IAEA Update 346, published on 10 April, disclosed that the main 750 kV Dniprovska power line feeding the Zaporizhzhia Nuclear Power Plant (ZNPP) has been disconnected for eighteen days, with no sixth repair ceasefire brokered 1. The plant is running on its sole remaining backup, the 330 kV Ferosplavna-1 line, which was reconnected on 5 March under the fifth IAEA-brokered local ceasefire . Director General Rafael Grossi stated the damage to the Dniprovska line is "located over the Dnipro River, which is the frontline in this area."
A further hit to the Ferosplavna-1 line, from artillery, a drone, or incidental damage along the Dnipro River frontline, would push all six reactor units onto emergency diesel generators with finite fuel.
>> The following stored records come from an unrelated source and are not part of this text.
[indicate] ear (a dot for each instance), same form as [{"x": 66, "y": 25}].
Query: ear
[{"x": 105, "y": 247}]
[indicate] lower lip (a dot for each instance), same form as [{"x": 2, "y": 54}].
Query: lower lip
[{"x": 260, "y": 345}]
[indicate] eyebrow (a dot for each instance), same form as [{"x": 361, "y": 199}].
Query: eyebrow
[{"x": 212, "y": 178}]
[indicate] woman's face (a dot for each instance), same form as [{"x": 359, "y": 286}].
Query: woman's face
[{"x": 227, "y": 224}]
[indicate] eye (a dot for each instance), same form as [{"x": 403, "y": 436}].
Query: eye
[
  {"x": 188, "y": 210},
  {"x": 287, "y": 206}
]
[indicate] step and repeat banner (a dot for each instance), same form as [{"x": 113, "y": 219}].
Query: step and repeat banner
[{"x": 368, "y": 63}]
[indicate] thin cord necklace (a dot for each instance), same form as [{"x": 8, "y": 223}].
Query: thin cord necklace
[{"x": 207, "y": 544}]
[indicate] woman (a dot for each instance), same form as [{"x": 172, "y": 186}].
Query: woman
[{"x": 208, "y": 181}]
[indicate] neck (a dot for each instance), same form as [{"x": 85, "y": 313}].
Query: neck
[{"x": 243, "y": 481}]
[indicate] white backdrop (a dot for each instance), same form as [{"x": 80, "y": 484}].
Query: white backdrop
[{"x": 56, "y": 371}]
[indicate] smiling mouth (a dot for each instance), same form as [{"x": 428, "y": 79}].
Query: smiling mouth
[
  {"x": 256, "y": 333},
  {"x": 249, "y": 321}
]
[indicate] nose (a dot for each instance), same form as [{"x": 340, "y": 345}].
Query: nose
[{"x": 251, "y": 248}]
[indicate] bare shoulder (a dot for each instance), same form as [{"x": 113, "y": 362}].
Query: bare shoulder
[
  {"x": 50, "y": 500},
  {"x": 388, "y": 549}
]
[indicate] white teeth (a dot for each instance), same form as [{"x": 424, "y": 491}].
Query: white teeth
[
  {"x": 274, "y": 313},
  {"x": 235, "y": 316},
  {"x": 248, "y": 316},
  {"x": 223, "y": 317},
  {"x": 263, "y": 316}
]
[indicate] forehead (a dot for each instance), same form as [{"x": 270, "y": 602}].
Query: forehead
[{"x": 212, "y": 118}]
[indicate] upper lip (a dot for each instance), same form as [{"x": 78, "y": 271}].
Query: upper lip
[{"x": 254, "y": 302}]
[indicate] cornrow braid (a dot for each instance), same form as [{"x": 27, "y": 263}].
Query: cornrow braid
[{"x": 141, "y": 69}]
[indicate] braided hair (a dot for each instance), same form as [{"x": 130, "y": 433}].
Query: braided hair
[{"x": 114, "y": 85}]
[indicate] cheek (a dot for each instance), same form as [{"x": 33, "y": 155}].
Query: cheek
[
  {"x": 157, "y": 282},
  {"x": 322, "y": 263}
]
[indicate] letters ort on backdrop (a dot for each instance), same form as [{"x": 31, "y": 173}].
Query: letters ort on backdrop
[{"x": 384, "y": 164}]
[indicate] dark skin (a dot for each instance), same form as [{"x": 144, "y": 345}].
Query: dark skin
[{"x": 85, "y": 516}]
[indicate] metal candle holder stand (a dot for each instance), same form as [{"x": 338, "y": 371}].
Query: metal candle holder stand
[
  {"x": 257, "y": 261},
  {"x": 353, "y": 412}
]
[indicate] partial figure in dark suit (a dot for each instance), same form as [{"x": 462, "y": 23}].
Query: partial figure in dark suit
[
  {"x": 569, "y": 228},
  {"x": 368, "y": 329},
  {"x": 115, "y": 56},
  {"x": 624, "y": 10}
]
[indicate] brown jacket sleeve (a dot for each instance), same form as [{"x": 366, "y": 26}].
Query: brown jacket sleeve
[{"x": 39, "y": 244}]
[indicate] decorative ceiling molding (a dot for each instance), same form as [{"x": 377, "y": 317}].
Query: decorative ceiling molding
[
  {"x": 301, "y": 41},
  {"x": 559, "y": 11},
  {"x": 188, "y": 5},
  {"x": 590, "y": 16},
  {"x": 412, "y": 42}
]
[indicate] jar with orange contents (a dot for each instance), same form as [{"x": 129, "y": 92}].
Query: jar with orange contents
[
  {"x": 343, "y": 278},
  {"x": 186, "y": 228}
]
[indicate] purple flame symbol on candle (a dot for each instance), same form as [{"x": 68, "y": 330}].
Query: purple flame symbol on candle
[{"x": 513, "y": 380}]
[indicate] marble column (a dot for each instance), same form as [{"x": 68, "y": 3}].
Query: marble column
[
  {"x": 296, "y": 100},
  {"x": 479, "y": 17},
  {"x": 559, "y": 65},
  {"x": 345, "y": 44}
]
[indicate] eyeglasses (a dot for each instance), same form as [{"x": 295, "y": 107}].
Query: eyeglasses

Rosatom has separately confirmed none of the units can be restarted while fighting continues. The redundancy posture echoes the pre-accident configuration at Fukushima Daiichi in March 2011, though ZNPP's shut-down condition and cooler fuel materially reduce the comparable risk.
Russia's Rostekhnadzor issued ten-year operating licences for units 1 and 2 on 2 April , a bureaucratic signal that Moscow intends to keep the plant under Russian administration for a decade regardless of any negotiated outcome. Wire services have not carried this. The quiet three-week disconnection is the kind of fact that does not move until it fails.